Globally, the adoption of bitcoin by governments fuels a meteoric rise in its price, which reaches unprecedented levels before stabilizing. Central banks are transformed into coworking centers for crypto-startupers. In Africa, the sunstitution of 40 national currencies by bitcoin favors unprecedented trade integration and economic development. All over the world, financialization, the over-indebted economy, overconsumption and overexploitation of natural resources disappear. Capitalism is profoundly transformed.

Third scenario: “Chaos”

This scenario borrows some components from each of the previous two. Various public authorities (states, regions, cities, etc.) are open to Bitcoin; others are doing everything to slow its progress.

Geopolitically, some states are finding, with Bitcoin, the opportunity to free themselves from the “exorbitant dollar privilege” that has remained alive despite the collapse of the Bretton Woods system. But the United States is mobilizing its immense military and political power to counter this trend.

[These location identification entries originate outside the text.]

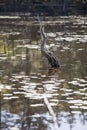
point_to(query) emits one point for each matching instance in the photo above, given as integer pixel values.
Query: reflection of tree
(0, 108)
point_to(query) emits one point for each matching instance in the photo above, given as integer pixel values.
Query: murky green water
(24, 77)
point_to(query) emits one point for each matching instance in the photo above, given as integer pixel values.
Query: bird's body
(49, 55)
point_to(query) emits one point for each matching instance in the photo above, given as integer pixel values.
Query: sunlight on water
(24, 74)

States are experimenting with various options. They observe the practices of their neighbors, suddenly change their policies, form coalitions, etc. Internally, heated debates make it increasingly difficult for them to build lasting strategies. Many play it by ear, unable to take a clear position, torn between irreconcilable interests. Cunning politicians seduce the candid with proactive announcements and then make contradictory and incomprehensible decisions.

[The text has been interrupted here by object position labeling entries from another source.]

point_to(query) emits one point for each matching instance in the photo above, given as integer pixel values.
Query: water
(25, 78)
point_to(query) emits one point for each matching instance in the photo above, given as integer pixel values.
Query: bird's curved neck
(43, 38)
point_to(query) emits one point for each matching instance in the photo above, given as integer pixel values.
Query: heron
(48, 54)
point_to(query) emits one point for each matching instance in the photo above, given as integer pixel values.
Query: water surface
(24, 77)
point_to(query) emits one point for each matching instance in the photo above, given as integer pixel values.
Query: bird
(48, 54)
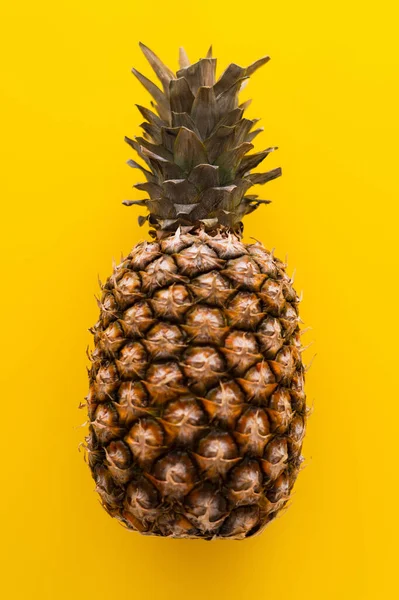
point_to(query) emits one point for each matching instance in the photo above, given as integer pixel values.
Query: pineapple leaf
(252, 161)
(155, 92)
(228, 100)
(204, 111)
(205, 176)
(229, 161)
(189, 150)
(261, 178)
(179, 191)
(199, 74)
(184, 61)
(150, 116)
(163, 73)
(210, 200)
(257, 64)
(184, 120)
(181, 96)
(228, 78)
(152, 189)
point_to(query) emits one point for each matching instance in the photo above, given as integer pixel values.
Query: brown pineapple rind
(196, 397)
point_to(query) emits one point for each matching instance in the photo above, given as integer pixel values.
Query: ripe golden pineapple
(196, 403)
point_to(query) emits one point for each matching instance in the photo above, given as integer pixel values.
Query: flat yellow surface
(329, 99)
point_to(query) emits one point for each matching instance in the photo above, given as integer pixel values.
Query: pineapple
(196, 403)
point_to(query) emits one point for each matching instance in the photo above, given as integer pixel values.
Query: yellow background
(329, 99)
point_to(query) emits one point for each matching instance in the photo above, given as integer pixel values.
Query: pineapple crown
(195, 147)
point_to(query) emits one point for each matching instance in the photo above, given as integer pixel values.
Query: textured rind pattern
(196, 402)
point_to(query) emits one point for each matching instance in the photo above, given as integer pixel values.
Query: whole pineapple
(196, 403)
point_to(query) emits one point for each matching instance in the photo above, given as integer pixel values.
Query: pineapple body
(196, 398)
(196, 402)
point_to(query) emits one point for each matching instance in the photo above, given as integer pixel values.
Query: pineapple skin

The situation is increasingly messy and unpredictable. Depending on their choices in favor or against Bitcoin, certain public and private actors reap immense economic and political gains; others suffer resounding disasters. Bitcoin holders, entrepreneurs and investors flee hostile countries in massive numbers and seek greener pastures. The price of bitcoin is battered by public policy reversals. Its volatility increases, to the delight of traders. This unstable equilibrium scenario becomes more and more extreme, erratic and violent.

Conclusion

Today, the third scenario seems to be taking hold for now. States can’t afford to let Bitcoin thrive … but they also can’t stop it. Responses to this aporia will vary. If Bitcoin is truly antifragile in Taleb’s sense, it will benefit from adversity to strengthen itself. How long will this unstable equilibrium last? It may gradually resolve itself into one of the other two scenarios (total war or adoption).